Earl Wayne HAMILTON, Petitioner-Appellant, v. James E. TILTON, Secretary, California Department of Corrections and Rehabilitation; et al., Respondents-Appellees.
    No. 05-17325.
    United States Court of Appeals, Ninth Circuit.
    Submitted Oct. 16, 2006.
    
    Filed Oct. 23, 2006.
    Earl Wayne Hamilton, Vacaville, CA, pro se.
    Spencer L. Walker, AGCA-Office of the California Attorney General, Sacramento, CA, for Respondents-Appellees.
    Before: LEAVY, W. FLETCHER, and RAWLINSON, Circuit Judges.
    
      
       James E. Tilton is substituted for his predecessor, Edward S. Alameida, Jr., who was Director of the California Department of Corrections, pursuant to Fed. R.App. P. 43(c)(2).
    
    
      
       This panel unanimously finds this case suitable for decision without oral argument. See Fed. R.App. P. 34(a)(2).
    
   MEMORANDUM

California state prisoner Earl Wayne Hamilton appeals from the district court’s judgment denying his 28 U.S.C. § 2254 petition. We have jurisdiction pursuant to 28 U.S.C. § 2253. We review de novo a district court’s decision to deny a § 2254 petition, see McQuillion v. Duncan, 306 F.3d 895, 899 (9th Cir.2002), and we affirm.

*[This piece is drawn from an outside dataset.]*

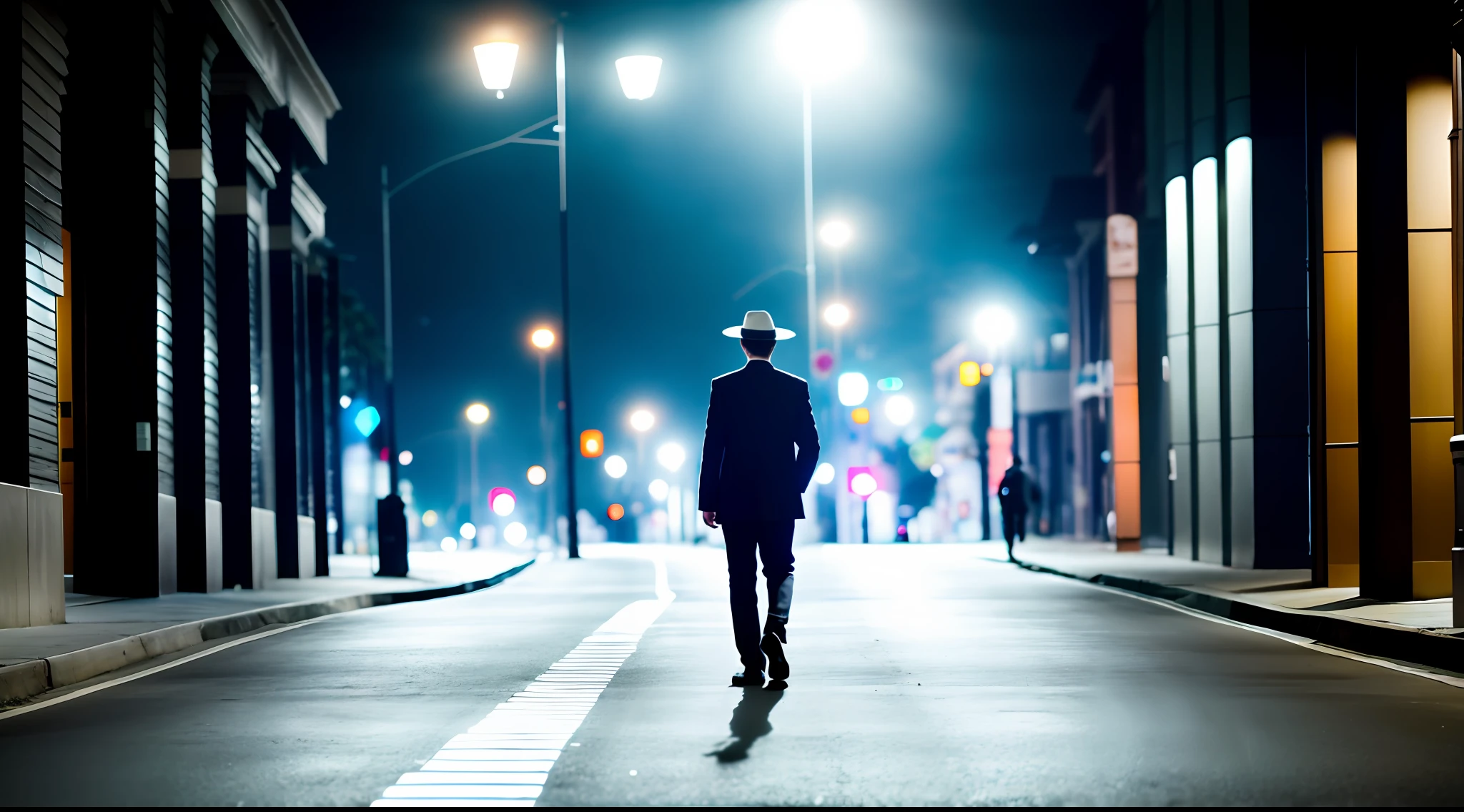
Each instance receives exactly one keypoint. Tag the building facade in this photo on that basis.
(177, 307)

The State contends that this Court lacks jurisdiction because there is no federally protected interest in parole release in California, and thus, Hamilton has failed to state a federal claim. This contention is foreclosed. See Sass v. Cal. Bd. of Prison Terms, 461 F.3d 1123, 1127-28 (9th Cir. 2006).

Hamilton contends that the California Board of Prison Terms’ (the “Board”) decision to deny him parole violated his due process rights. Upon review, we conclude that the Board based its decision on several factors, and that some evidence supports their decision. See Superintendent v. Hill, 472 U.S. 445, 454, 105 S.Ct. 2768, 86 L.Ed.2d 356 (1985); see also Sass, 461 F.3d at 1128-29 (concluding that the requirements of due process are satisfied in the parole context if “some evidence” supports the Board’s decision). Accordingly, the state court’s decision was not contrary to, and did not involve an unreasonable application of, federal law, as determined by the Supreme Court. See 28 U.S.C. § 2254(d).

AFFIRMED. 
      
       This disposition is not appropriate for publication and may not be cited to or by the courts of this circuit except as provided by 9th Cir. R. 36-3.